Before I give a small list of shoes you might try, keep in mind that there is no one-size-fits-all strategy with running shoes for plantar fasciitis. Just like when you are buying a pair of running shoes, every person might find one pair of shoes works better than the other.
Now many physical and occupational therapists suggest some of the following brands, such as:
- Pearl iZUMi Men’s Syncroguide III Motion Control Shoe
- Karhu Women’s Strong Ride Running Shoe
- New Balance Men’s MR1123 Running Shoe
- ASICS Men’s GEL-Foundation 9 Running Shoe
- Brooks Men’s Beast Running Shoe
- Saucony Women’s ProGrid Stabil CS Running Shoe
Why these shoes over other models? Well, these models all have extreme motion control, keeping your foot in place with great support. There are other models that have moderate motion control and light motion control, and even no control at all — most from the same manufacturers. If you don’t want to get any of these brands, then make SURE you buy a pair of running shoes that has some form of motion control to them. I seriously recommend you see a qualified physical therapist before picking up any shoes, however. A physical therapist can go over some of the different options out there that can help control your foot motion when you run (and walk). They will likely have a concrete recommendation for the exact type of running shoe and the type of motion control your specific feet need.
One thing to look for when seeking a running shoe for plantar fasciitis is if the shoe has a removable foot bed when the shoe does not have a contoured support for the arch. Do you have a flat or low arch, or do you have a high arch? If the foot bed is removable, you can change to a better supporting orthotic insert.

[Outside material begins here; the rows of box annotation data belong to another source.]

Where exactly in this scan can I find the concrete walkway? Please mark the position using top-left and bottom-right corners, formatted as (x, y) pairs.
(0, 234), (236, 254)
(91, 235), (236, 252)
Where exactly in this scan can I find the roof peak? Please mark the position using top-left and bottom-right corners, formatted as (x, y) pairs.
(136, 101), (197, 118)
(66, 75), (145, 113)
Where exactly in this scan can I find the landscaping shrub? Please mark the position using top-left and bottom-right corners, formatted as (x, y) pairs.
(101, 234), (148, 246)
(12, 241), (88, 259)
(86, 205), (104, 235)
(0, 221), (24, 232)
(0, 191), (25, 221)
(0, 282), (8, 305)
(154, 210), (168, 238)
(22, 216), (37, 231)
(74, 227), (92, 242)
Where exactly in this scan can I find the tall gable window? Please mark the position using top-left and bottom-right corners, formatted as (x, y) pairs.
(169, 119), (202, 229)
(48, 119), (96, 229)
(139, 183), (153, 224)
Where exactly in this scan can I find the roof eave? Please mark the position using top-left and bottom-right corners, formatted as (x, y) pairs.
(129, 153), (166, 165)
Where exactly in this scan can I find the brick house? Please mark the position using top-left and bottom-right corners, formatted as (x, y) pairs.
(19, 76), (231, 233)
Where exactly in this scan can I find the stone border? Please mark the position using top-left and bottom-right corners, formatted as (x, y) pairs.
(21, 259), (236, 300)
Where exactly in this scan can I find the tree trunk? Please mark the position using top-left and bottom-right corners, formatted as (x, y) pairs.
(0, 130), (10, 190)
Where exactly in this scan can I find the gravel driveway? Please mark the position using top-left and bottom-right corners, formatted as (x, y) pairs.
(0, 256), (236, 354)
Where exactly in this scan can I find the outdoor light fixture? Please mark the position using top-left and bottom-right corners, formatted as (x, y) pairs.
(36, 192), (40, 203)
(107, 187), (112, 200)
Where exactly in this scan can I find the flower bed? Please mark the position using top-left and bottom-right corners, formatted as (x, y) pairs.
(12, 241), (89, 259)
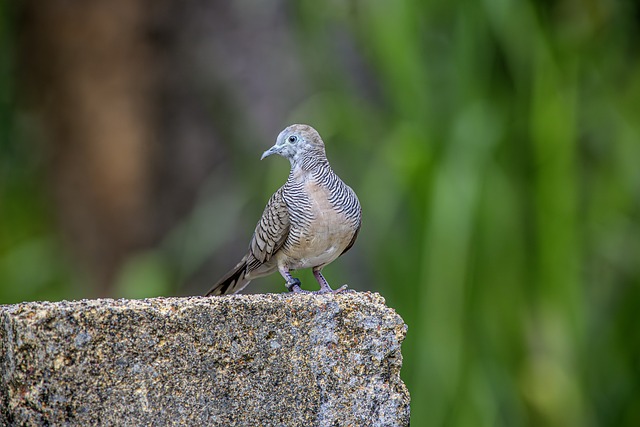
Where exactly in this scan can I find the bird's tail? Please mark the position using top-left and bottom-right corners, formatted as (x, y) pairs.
(205, 259), (250, 296)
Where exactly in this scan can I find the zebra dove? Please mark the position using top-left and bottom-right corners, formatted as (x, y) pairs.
(207, 124), (362, 296)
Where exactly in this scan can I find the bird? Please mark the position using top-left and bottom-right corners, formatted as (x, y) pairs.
(206, 124), (362, 296)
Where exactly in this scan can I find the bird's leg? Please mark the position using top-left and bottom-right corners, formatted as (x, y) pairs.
(313, 267), (347, 294)
(278, 266), (309, 294)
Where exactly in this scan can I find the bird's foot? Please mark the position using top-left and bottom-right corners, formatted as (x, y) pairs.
(286, 278), (311, 294)
(314, 285), (348, 294)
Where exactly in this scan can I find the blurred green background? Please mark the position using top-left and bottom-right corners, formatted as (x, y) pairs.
(0, 0), (640, 427)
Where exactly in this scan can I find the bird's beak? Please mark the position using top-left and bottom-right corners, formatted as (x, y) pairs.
(260, 145), (280, 160)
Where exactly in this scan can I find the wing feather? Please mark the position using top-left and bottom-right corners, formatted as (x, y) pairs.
(249, 188), (289, 264)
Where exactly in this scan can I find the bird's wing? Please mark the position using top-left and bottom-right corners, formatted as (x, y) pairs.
(340, 222), (362, 256)
(249, 188), (289, 267)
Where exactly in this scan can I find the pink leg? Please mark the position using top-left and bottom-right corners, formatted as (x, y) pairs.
(278, 267), (309, 294)
(313, 267), (347, 294)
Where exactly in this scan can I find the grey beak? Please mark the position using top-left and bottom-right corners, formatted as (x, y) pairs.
(260, 145), (279, 160)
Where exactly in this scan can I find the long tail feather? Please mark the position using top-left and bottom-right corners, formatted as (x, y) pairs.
(205, 259), (250, 296)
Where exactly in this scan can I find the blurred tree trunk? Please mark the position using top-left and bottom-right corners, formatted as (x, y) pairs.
(22, 0), (157, 295)
(19, 0), (306, 296)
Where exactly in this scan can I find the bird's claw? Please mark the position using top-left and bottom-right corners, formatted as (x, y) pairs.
(286, 277), (309, 294)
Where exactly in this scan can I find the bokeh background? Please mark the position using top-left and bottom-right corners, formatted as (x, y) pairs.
(0, 0), (640, 427)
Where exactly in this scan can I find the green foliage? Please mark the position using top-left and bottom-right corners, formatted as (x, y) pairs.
(0, 0), (640, 427)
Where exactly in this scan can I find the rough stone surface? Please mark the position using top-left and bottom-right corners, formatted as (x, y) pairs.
(0, 292), (409, 426)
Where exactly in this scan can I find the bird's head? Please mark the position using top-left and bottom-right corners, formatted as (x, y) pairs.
(260, 125), (325, 167)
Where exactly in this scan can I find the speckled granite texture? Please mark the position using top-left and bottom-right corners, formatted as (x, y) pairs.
(0, 292), (409, 426)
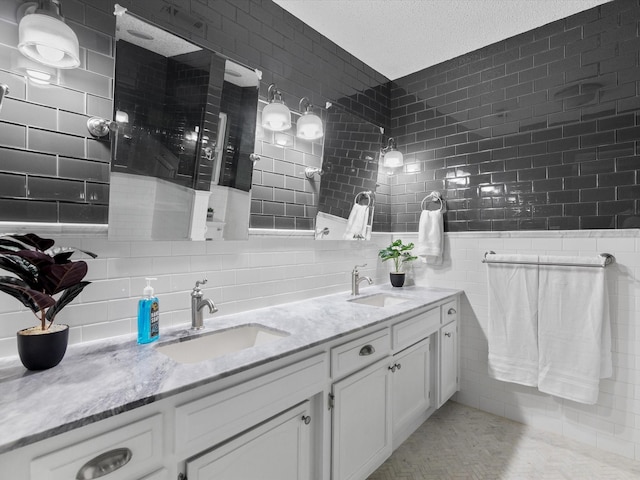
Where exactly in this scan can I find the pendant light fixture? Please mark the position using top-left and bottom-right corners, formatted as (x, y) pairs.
(296, 97), (324, 140)
(18, 0), (80, 68)
(262, 83), (291, 132)
(381, 137), (404, 168)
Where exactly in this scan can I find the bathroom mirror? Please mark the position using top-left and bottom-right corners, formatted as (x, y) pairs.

How to Pick Out The RIGHT Plantar Fasciitis Running Shoe
When purchasing a pair of running shoes, make sure the width is snug and that the shoe is comfortable when first putting it on. Avoid those shoes that the salesman says “need time to break in”. The pair of running shoes should feel comfortable on your feet from the first time. However, wearing a shoe with arch support can take some time to get used to, especially if you haven’t worn shoes like this before. In this case, it is suggested to build up to the correct arch support gradually, starting with wearing the arch supported shoes for just a few minutes per day to wearing them all day as you get used to them. A properly fitting running shoe will help you recover from this painful condition without any additional treatment.
In addition to running shoes, you might want to consider some other treatments like orthetic insoles and inserts and various splints and braces that are designed as a supplemental treatment for this condition. I’m not a medical expert here, just giving some advice based on what’s worked for me. If all else fails and you find yourself in a lot of foot pain after a run AND you’ve tried some of the shoes listed above, I suggest you STOP running and let your feet heal. Sometimes, there is simply no substitute for this.